Black carbon or brown carbon? The nature of light-absorbing carbonaceous aerosols
- 1Max Planck Institute for Chemistry, Biogeochemistry Department, P.O._space_Box 3060, 55020 Mainz, Germany
- 2Air Chemistry Group of the Hungarian Academy of Sciences, University of Veszprém, P.O. Box 158, H-8201 Veszprém, Hungary
Abstract. Although the definition and measurement techniques for atmospheric "black carbon" ("BC") or "elemental carbon'' ("EC") have long been subjects of scientific controversy, the recent discovery of light-absorbing carbon that is not black ("brown carbon, Cbrown") makes it imperative to reassess and redefine the components that make up light-absorbing carbonaceous matter (LAC) in the atmosphere. Evidence for the atmospheric presence of Cbrown comes from (1) spectral aerosol light absorption measurements near specific combustion sources, (2) observations of spectral properties of water extracts of continental aerosol, (3) laboratory studies indicating the formation of light-absorbing organic matter in the atmosphere, and (4) indirectly from the chemical analogy of aerosol species to colored natural humic substances.
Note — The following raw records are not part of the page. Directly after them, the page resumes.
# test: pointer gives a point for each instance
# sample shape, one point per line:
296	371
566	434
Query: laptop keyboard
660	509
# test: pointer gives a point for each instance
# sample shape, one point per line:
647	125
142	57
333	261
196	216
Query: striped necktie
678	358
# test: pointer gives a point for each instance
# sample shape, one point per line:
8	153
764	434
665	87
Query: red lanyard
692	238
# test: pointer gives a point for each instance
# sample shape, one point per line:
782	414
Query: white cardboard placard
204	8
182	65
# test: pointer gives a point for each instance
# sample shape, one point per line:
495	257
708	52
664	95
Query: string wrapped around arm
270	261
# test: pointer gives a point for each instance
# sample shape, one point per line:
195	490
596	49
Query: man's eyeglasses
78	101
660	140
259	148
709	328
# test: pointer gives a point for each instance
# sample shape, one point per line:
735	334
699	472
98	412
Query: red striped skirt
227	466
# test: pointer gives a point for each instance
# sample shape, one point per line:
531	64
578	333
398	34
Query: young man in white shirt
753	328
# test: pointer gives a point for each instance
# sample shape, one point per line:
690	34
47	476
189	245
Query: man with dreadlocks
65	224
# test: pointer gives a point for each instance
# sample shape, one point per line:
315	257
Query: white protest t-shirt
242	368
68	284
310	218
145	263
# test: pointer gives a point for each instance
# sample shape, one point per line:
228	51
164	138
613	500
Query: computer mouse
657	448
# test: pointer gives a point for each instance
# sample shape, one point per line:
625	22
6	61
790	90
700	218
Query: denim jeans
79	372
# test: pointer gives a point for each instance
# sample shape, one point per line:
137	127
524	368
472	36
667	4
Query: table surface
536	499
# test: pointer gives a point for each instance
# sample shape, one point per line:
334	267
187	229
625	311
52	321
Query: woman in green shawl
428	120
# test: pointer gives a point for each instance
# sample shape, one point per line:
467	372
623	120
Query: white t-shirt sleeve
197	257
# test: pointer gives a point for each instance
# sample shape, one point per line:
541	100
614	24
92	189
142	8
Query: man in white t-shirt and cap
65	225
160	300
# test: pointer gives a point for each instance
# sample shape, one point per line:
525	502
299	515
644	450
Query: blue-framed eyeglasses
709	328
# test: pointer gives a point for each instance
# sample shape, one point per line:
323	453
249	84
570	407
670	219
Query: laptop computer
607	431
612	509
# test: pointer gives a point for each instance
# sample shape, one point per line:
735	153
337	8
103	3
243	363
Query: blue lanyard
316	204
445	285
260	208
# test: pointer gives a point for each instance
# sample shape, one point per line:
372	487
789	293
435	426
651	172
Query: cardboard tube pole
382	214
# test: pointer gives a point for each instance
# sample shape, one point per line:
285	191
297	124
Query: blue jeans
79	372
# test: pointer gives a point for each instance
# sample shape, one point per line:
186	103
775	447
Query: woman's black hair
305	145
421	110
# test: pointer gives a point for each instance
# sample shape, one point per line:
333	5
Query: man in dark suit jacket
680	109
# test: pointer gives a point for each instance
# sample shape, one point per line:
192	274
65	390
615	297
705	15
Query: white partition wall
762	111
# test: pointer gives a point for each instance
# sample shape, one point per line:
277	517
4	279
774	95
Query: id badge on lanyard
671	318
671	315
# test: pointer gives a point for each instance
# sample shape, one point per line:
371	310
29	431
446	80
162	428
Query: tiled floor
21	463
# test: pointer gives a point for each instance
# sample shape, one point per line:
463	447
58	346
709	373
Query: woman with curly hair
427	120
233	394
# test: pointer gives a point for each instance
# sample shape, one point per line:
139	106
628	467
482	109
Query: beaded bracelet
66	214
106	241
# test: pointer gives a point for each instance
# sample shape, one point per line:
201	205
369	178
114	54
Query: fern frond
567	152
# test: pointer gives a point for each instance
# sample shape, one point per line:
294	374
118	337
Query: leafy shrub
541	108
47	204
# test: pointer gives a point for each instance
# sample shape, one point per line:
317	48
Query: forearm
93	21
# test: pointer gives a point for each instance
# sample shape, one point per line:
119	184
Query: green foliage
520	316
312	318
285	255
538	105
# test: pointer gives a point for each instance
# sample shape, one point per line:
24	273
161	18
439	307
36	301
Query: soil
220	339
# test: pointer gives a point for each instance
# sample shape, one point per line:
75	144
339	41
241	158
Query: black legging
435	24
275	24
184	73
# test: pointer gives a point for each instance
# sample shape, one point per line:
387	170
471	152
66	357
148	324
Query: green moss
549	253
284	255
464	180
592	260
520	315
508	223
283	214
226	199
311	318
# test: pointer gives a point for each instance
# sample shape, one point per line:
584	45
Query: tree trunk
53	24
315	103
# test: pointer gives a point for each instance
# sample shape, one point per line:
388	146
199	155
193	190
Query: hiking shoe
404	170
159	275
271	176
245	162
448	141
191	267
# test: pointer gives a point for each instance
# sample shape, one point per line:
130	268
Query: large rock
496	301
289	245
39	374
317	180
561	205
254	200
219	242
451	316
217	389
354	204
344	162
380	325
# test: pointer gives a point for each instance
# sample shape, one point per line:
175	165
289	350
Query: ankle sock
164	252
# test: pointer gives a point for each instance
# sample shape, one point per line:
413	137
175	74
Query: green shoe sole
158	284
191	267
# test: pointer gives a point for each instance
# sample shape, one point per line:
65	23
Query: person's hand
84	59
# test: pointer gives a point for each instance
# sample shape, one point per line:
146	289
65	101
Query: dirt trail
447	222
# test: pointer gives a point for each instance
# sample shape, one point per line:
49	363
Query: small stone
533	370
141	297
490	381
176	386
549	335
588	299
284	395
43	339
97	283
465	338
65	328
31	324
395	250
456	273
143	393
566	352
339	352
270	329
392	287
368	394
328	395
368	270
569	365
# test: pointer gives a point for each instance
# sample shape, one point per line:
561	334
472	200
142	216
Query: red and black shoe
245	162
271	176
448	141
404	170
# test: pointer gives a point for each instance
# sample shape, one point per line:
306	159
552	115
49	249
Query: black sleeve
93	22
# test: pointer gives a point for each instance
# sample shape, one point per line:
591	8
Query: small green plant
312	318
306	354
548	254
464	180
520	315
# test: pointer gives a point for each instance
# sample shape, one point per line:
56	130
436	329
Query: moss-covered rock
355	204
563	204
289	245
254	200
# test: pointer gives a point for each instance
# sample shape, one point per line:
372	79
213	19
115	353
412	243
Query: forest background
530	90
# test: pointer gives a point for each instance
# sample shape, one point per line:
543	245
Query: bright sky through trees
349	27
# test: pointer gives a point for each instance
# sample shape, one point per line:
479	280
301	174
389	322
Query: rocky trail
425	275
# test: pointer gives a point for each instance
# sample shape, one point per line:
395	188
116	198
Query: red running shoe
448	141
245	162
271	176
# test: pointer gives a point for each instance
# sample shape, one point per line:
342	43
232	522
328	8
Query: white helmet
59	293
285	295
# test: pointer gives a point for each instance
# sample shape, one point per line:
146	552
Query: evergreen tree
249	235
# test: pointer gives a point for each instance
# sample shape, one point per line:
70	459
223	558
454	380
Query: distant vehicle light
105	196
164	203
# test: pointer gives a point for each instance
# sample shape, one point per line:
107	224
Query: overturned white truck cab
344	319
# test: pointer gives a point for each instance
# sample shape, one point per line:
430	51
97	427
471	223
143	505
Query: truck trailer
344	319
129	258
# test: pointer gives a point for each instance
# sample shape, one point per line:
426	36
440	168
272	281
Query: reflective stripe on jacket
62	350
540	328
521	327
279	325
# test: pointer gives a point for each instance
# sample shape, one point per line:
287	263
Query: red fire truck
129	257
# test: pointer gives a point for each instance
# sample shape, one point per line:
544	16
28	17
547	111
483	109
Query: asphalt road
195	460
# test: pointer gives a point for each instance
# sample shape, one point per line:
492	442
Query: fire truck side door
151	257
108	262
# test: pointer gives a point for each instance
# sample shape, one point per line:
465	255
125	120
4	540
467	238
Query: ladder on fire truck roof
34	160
We show that brown carbon may severely bias measurements of "BC" and "EC" over vast parts of the troposphere, especially those strongly polluted by biomass burning, where the mass concentration of Cbrown is high relative to that of soot carbon. Chemical measurements to determine "EC" are biased by the refractory nature of Cbrown as well as by complex matrix interferences. Optical measurements of "BC" suffer from a number of problems: (1) many of the presently used instruments introduce a substantial bias into the determination of aerosol light absorption, (2) there is no unique conversion factor between light absorption and "EC" or "BC" concentration in ambient aerosols, and (3) the difference in spectral properties between the different types of LAC, as well as the chemical complexity of Cbrown, lead to several conceptual as well as practical complications. We also suggest that due to the sharply increasing absorption of Cbrown towards the UV, single-wavelength light absorption measurements may not be adequate for the assessment of absorption of solar radiation in the troposphere. We discuss the possible consequences of these effects for our understanding of tropospheric processes, including their influence on UV-irradiance, atmospheric photochemistry and radiative transfer in clouds.